Fiktiver Tagebuch-Eintrag von Thomas Mann

 

Gestern mit später Post befremdliche Anfrage von X.: Solle ihm etwas über die Insel Sylt schreiben im Style „Reif für die Insel“, da ich schon mehrfach dortselbst geweilt.
Ungeachtet der Zumutung, mir im Schöpferischen einen Zwang zur Beschränkung zu wollen, dem Gedanken beim gegenwärtigen ennui doch etwas Anregend-Angemessenes abgewonnen: Wer anders

als ich vermöchte der verborgenen profondeur dieses so oberflächlichen Eilandes das Schicksalhafte abzugewinnen, im Aufeinanderprallen der Wogen den ewigen Kampf der Urgewalten im Menschen zu erlauschen?

Beim gestrigen abendlichen Mahl im Angesicht des zur Gänze servierten Fisches (ordinärer Hering!), vorzüglich des elegant geschwungenen Fischschwanzes, ins Sinnen geraten über jene Tage, die ich mit K.H. einst in Kampen verbrachte. Reflektiert, ob sich nicht aus dem Eindringlichen mancher Erfahrung im Verein mit der ‘Unschuld’ der Naturphänomene und diesem Eiland, das die innere wie äußere Reifwerdung beschleunigt, ein Drama titanischen Ausmaßes entwickeln ließe.
Denke an Arbeitstitel wie „Vom Winde verweht“ oder „Des Meeres und der "Liebe Wogen“, bin mir aber nicht ganz gewiss, ob ich dies nicht irgendwo schon gelesen ... Ein leichtes Helles zum Fisch - köstlich gemundet!

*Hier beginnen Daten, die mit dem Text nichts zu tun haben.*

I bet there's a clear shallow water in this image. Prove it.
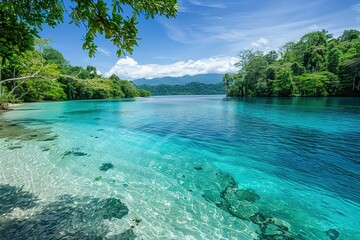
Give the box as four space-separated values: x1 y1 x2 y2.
0 96 360 239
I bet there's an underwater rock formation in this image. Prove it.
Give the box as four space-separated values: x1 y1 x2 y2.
0 191 129 239
0 184 38 215
202 171 310 240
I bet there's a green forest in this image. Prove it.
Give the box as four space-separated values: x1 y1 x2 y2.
223 29 360 97
138 82 225 96
0 39 151 105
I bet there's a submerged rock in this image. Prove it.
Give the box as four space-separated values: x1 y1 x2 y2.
100 198 129 219
41 146 50 152
62 150 88 158
6 144 22 150
234 188 260 203
325 228 340 240
99 163 114 172
72 152 87 157
109 226 137 240
0 194 129 240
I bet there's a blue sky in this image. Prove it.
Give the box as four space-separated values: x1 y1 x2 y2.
41 0 360 80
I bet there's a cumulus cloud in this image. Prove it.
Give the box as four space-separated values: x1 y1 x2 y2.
105 57 237 80
251 38 269 48
353 3 360 13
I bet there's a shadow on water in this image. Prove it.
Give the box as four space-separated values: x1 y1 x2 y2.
0 118 58 141
0 185 136 239
0 184 38 215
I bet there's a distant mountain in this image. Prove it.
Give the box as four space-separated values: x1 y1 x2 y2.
133 73 224 86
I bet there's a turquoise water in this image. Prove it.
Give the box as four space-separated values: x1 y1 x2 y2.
0 96 360 239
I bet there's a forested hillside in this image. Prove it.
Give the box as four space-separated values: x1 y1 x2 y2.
0 40 150 105
223 30 360 97
133 73 223 86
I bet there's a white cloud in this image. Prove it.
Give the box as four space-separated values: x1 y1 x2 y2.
98 47 111 57
251 37 269 48
309 24 320 31
105 57 238 80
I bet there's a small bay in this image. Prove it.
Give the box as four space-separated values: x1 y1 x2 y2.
0 96 360 239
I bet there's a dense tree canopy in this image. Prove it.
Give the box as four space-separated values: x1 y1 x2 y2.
0 0 177 65
223 29 360 97
0 41 150 103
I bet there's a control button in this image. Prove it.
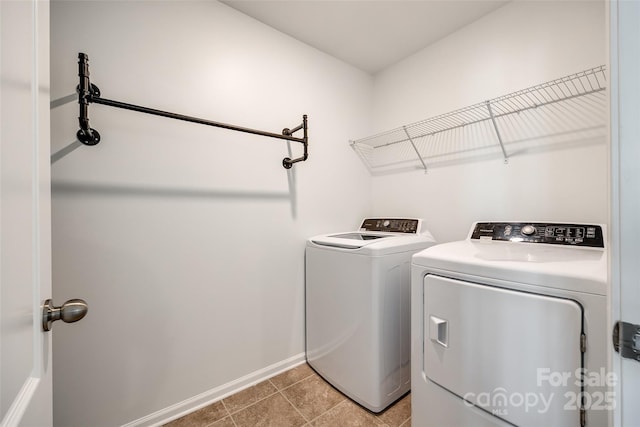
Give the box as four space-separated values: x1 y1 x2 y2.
521 225 536 236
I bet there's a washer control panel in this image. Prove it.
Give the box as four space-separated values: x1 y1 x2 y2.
360 218 420 234
471 222 604 248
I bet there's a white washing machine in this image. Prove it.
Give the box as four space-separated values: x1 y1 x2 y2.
411 222 615 427
306 218 435 412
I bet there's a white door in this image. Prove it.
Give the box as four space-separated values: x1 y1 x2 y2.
610 0 640 427
0 0 52 427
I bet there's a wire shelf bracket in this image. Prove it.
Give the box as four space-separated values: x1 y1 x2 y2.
76 53 309 169
349 65 607 173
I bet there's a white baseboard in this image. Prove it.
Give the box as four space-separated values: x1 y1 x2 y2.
122 353 306 427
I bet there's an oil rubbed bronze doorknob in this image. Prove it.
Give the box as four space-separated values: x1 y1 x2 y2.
42 299 89 331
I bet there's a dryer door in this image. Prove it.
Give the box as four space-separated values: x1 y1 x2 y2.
423 275 583 427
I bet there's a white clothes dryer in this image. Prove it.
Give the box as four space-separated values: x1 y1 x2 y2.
305 218 435 412
411 222 615 427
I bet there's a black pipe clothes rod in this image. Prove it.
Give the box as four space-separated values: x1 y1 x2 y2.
76 53 309 169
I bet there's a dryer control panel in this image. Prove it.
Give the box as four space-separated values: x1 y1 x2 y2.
360 218 420 234
470 222 604 248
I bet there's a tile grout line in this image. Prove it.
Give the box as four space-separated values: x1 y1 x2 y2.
220 399 238 427
278 392 310 427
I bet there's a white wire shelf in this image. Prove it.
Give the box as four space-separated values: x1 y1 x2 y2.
350 65 606 173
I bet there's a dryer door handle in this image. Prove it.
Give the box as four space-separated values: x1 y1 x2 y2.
429 316 449 348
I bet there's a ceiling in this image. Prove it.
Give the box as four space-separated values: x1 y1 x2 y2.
222 0 508 74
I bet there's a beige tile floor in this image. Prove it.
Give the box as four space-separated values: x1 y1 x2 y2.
165 364 411 427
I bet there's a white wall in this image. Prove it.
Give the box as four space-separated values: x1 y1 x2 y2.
51 1 373 427
368 1 608 242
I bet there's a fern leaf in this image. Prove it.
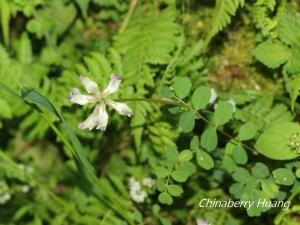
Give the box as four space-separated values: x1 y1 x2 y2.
204 0 245 46
235 96 293 130
254 40 291 68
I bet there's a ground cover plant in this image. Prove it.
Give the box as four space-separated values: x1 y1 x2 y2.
0 0 300 225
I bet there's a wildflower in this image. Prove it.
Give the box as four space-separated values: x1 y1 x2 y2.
143 178 155 188
197 219 210 225
289 132 300 153
129 177 141 190
18 163 33 174
0 193 11 205
214 98 236 113
129 177 148 203
209 88 218 104
68 73 134 131
130 189 148 203
0 181 11 205
21 185 30 194
227 98 236 112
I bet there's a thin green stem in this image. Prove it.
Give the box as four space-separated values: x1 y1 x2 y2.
40 113 76 156
1 63 23 89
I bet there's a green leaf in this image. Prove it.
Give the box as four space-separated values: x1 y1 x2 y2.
0 1 11 46
229 183 245 198
251 162 270 179
167 184 183 197
200 126 218 151
190 135 200 149
174 77 192 98
232 167 251 183
158 192 173 205
179 150 193 161
63 122 94 178
192 86 211 110
160 86 174 98
232 144 248 165
261 179 279 198
255 122 300 160
291 74 300 110
21 87 63 120
254 40 291 68
171 161 196 182
238 122 257 141
222 155 237 173
154 166 169 178
196 150 215 170
278 11 300 45
214 101 233 126
0 98 12 119
179 112 195 133
272 168 296 186
75 0 90 18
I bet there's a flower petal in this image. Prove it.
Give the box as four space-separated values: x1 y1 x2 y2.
227 98 236 112
102 73 122 97
94 104 108 131
108 100 134 117
78 105 100 130
209 88 218 104
68 88 96 105
79 76 98 94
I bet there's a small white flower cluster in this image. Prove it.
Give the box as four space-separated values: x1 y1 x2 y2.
18 163 33 174
129 177 155 203
18 163 33 194
0 181 11 205
209 88 236 112
68 73 134 131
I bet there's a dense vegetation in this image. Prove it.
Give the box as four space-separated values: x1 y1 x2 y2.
0 0 300 225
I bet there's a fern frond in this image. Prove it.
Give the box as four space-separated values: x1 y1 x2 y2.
115 3 179 77
252 0 277 36
204 0 245 47
235 96 293 130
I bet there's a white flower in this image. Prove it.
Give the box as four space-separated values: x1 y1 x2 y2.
209 88 218 104
0 193 11 205
68 73 134 131
130 189 148 203
18 163 25 171
197 219 210 225
129 177 141 191
143 178 155 188
21 185 30 194
129 177 148 203
227 98 236 112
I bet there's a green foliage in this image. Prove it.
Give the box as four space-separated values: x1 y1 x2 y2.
0 0 300 225
255 123 300 160
205 0 244 47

Heute, nach einem frühzeitigen petit déjeuner im Café (Mokka; dazu ein vorzügliches Rosinenbrötchen, serviert von einem zartgliedrigen Pagen...) denselben Morgen noch eine leichte Promenade unternommen.
Jene Anregung verfolgt mich weiter und bringt dem Schaffensprozeß dienliche Erinnerungen hervor. Dachte an die Promenade mit K.H. am Ufersaume von Sylt, - beide mit bloßen Füßen auf der Grenzlinie schreitend, da sich das weiche Land dem Ansturm des überwältigenden Meeres ergibt. Placken von Gischt spritzten bis an unsere Beinkleider empor und formten mich seltsam anmutende Flecken unterhalb des Bundes... K.H. ungeheuer erregt - offenbar eines Satzes wegen, den ich soeben gesagt. Verstand soviel, daß er darin die essentia dieses Augenblickes, die Harmonie von Kunst und Natur eingefangen sah. Konnte ihm nicht widersprechen. Ja, seine instinctive Lucidität in der Anerkenntnis meiner Schöpferkraft ebenso wie der des Weltenschöpfers scheint mir sein ungemein feines Gefühl für Größe, das ich schon öfter beobachtete, auf das angenehmste zu bestätigen. Entsetzlich nur, daß ich jene
Phrase bis heute nicht erinnere. Hätte der nucleus meines opus sein können...

Im Anschluss an den Frühgang außerordentlich erleichternder Stuhlgang.
Der Anblick des verwandelten Fisches gestrigen Abends gemahnt melancholisch an die Metamorphose alles Seienden - sit! Auch das Helle geht dahin!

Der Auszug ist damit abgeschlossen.